I'm confused, if I want to save the IP address, what data type is better?

2023.04.27

I'm confused, if I want to save the IP address, what data type is better?


The essence of an IP address is a 32-bit unsigned integer, similar to 192.168.0.1​ This dotted decimal string notation is just to help people understand and remember. The decimal representation corresponding to 192.168.0.1​ is an unsigned inte ger 3232235521.

When it comes to IP addresses (IPv4), common IP addresses like 192.168.0.1 and 127.0.0.1 will immediately appear in everyone's minds, and then combined with the question "What data type is used to store IP addresses in MySQL?", so Almost blurred out with char string type storage.

The interviewer looked indifferent, and you immediately realized that something was wrong, and thought about it carefully.

Then I found that the length of this IP address is variable, the shortest can be 0.0.0.0 which only needs 7 digits, and the longest can be 255.255.255.255 which requires 15 digits, so I confidently answered using varchar(15) to store the IP address, and for I was secretly delighted to be able to think of this level.
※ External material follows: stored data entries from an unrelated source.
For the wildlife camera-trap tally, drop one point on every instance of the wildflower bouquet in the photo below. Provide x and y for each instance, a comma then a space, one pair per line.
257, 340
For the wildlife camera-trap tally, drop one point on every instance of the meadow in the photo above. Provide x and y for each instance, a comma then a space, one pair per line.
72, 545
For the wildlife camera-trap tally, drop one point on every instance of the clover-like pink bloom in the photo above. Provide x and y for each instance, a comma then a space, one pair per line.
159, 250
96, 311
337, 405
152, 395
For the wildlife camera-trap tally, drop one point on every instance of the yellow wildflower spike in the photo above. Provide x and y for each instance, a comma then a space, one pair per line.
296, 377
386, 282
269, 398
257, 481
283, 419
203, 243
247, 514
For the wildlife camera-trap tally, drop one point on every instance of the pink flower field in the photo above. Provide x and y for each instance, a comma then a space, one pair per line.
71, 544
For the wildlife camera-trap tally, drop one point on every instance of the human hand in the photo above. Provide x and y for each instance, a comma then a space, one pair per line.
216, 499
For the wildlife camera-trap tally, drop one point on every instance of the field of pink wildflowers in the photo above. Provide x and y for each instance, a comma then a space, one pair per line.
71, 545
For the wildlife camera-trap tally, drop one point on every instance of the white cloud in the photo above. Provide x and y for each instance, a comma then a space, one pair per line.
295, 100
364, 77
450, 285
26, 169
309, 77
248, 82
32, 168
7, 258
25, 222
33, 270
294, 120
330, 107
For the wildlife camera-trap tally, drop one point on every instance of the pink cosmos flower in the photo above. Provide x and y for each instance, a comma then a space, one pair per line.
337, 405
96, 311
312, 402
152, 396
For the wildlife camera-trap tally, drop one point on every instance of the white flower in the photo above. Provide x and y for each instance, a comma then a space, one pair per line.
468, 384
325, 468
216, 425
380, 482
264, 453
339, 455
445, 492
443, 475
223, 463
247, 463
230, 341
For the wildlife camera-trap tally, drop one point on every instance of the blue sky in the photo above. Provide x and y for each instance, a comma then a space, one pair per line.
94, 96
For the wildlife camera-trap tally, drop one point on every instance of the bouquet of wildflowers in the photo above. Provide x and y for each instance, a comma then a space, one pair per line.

Unexpectedly, the interviewer smiled contemptuously and asked you "Are you sure?" You felt that the interviewer was testing you, so you answered "Yes" firmly.

Then start the next question

 …

People often use varchar(15) columns to store IP addresses, but in fact this is not optimal.

The essence of an IP address is a 32-bit unsigned integer. The dotted decimal string notation similar to 192.168.0.1 is just to help people understand and remember. The decimal representation corresponding to 192.168.0.1 is an unsigned integer 3 232235521.

Therefore, the person who uses the string type to store the IP address actually subconsciously thinks that the IP address is a string, and the stored string is a dotted decimal string, but the correct one should be a 32-bit unsigned integer

The so-called signed number actually uses the highest bit as the sign bit, such as a 32-bit signed INT, the highest bit is the sign bit, and the remaining 31 bits are the real value, so the value range of the signed INT is:

The value range of unsigned INT is:

The following table lists the signed and unsigned value ranges of each integer type in MySQL. When defining a table, you can add the keyword UNSIGNED after the data type to define an unsigned integer, otherwise it defaults to a signed integer:

type

Signed value range

Unsigned value range

TINYINT (1 byte, 8 bits)

-128 ~ 127

0~255

SMALLINT (2 bytes, 16 bits)

-32768 ~ 32767

0~65535

MEDIUMINT (3 bytes, 24 bits)

-8388608 ~ 8388607

0~16777215

INT (4 bytes, 32 bits)

-2147483648 ~ 2147483647

0~4294967295

BIGINT (8 bytes, 64 bits)

-9223372036854775808 ~ 9223372036854775807

0~18446744073709551615

Combining the above table, it can be seen that the 32-bit unsigned INT can just hold the IPv4 address. The following is a comparison between the two data types of INT UNSIGNED and VARCHAR(15):

  1. Storage space: 4 bytes of INT type and 15 bytes of VARCHAR(15) save more storage space. In addition, in addition to saving the required number of characters, VARCHAR will add another byte to record the length (if the length of the column statement exceeds 255, use two bytes to record the length), so VARCHAR(15) actually takes up 16 byte.
  2. Retrieval speed: If we want to build an index on the IP address, then for the string index, the retrieval speed of the integer index is simply a blow, because the comparison of the string type needs to be traversed from the first character in order Yes, slower.

MySQL considerately provides conversion functions between IPv4 address dotted decimal and unsigned integer, inet_aton and inet_ntoa (the bottom layer is a binary shift operation, which is very fast):

picture

Of course, you should perform these conversions in your business to reduce the pressure on MySQL.